Das LSST oder Vera Rubin Survey Telescope im Bau am Cerro Pachon, Chile. Sobald es aktiv ist, sollten wir in der Lage sein, viele weitere interstellare Objekte zu entdecken, wenn sie unser Sonnensystem besuchen. Bildquelle: LSST
Dies ist wirklich der erste Versuch der Menschheit, diese interstellaren Objekte zu verstehen.

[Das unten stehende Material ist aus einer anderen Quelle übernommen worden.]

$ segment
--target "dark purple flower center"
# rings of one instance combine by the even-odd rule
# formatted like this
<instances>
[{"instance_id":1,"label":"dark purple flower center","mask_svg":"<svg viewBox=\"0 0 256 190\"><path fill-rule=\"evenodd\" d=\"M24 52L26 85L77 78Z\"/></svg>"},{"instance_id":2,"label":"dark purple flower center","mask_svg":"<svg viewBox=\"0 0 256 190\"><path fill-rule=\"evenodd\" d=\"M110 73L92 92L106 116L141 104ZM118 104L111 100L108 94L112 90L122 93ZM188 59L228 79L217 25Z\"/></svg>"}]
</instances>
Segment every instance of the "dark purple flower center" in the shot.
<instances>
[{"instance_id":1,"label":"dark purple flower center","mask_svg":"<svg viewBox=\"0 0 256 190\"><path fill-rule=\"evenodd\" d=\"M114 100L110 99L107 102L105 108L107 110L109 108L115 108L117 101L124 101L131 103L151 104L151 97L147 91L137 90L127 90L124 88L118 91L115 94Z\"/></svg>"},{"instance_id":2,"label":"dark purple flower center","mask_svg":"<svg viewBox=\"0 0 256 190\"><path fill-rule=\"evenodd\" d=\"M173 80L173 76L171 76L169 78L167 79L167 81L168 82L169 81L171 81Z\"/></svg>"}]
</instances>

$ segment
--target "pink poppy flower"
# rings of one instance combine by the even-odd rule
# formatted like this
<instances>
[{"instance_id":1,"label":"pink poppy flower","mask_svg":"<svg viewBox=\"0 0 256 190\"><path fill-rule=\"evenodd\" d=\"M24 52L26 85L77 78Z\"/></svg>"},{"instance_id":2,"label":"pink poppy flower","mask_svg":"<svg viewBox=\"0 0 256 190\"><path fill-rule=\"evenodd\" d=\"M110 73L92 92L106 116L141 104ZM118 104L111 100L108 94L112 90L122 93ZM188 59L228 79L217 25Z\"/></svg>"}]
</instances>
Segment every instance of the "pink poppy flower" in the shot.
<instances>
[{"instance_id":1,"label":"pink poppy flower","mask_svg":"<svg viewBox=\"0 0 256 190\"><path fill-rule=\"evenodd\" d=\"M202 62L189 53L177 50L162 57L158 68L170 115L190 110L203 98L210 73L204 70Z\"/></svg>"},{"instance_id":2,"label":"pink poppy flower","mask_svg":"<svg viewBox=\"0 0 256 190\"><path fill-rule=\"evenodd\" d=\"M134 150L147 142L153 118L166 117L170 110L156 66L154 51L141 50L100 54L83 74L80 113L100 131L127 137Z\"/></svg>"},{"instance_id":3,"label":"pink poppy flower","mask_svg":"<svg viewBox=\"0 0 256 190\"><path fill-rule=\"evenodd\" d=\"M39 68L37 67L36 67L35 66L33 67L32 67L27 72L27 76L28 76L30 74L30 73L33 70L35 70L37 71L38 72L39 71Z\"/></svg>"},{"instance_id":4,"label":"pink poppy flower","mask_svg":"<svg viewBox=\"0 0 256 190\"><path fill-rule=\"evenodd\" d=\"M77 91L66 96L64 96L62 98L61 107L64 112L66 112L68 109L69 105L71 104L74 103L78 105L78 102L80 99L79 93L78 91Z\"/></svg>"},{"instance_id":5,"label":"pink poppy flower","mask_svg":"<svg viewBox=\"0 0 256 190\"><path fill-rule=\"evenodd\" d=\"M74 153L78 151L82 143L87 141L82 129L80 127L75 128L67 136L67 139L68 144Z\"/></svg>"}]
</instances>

Sobald die Vera Rubin-Observatorium aktiv ist, wird uns seine starke Fähigkeit, flüchtige Objekte am Himmel zu erkennen, wahrscheinlich viel mehr Gelegenheiten geben, sie zu untersuchen. „‘Oumuamua ist nur die Spitze des Eisbergs. Wir gehen davon aus, dass durch zukünftige Beobachtungen mit dem bevorstehenden Vera-C.-Rubin-Observatorium noch viele weitere interstellare Besucher mit ähnlichen Merkmalen entdeckt werden“, fügte Lin hinzu.